# Data Loading & Resampling

This notebook demonstrates how to load market data from DuckDB stores and use
SignalFlow's OHLCV resampling utilities to work with multiple timeframes.

**What you'll learn:**
- Generate synthetic OHLCV data with `VirtualDataProvider`
- Load data using `RawDataFactory` and the `sf.load()` shortcut
- Detect the timeframe of existing data automatically
- Resample between timeframes (e.g. 1m to 1h, 1m to 4h)
- Check exchange-specific timeframe support

**SignalFlow version:** 0.5.0

## 1. Generate Synthetic Data

We use `VirtualDataProvider` to create realistic OHLCV bars via a geometric
random walk.

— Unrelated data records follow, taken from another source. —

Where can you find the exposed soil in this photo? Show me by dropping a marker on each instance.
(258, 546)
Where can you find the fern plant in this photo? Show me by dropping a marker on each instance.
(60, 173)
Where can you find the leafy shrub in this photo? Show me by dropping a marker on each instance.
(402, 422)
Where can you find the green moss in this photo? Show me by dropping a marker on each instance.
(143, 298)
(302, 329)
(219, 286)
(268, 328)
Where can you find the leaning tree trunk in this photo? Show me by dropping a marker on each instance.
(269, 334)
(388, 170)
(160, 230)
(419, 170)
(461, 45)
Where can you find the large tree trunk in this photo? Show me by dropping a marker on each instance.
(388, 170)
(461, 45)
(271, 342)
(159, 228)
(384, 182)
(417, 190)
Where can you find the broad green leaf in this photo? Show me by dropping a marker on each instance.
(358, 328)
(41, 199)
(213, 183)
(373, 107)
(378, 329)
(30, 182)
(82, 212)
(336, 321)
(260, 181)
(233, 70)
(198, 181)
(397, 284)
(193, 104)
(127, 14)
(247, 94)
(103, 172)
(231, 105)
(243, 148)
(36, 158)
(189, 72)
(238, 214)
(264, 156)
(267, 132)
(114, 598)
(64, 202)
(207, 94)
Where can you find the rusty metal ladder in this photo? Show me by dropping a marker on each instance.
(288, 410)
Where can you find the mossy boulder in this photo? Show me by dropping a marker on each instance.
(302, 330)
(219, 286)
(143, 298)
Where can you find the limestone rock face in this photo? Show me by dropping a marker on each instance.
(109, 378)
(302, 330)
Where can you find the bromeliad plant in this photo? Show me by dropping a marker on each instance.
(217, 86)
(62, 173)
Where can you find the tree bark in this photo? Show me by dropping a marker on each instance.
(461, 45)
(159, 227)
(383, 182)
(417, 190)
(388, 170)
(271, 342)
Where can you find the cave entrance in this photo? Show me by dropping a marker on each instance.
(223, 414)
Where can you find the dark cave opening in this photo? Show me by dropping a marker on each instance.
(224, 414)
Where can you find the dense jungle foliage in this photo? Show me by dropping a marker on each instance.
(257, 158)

This lets us explore the data loading and resampling APIs without
needing exchange credentials or real market data.

In [11]:
from datetime import datetime
from pathlib import Path

import signalflow as sf
from signalflow.data.source import VirtualDataProvider
from signalflow.data.raw_store import DuckDbSpotStore
from signalflow.data import RawDataFactory

# Create a temporary DuckDB store
db_path = Path("/tmp/data_loading_demo.duckdb")
store = DuckDbSpotStore(db_path=db_path)

# Generate 10,000 one-minute bars for 3 pairs
provider = VirtualDataProvider(store=store, seed=42)
provider.download(
    pairs=["BTCUSDT", "ETHUSDT", "SOLUSDT"],
    n_bars=10_000,
)

print(f"Store created at: {db_path}")
print(f"Store stats:\n{store.get_stats()}")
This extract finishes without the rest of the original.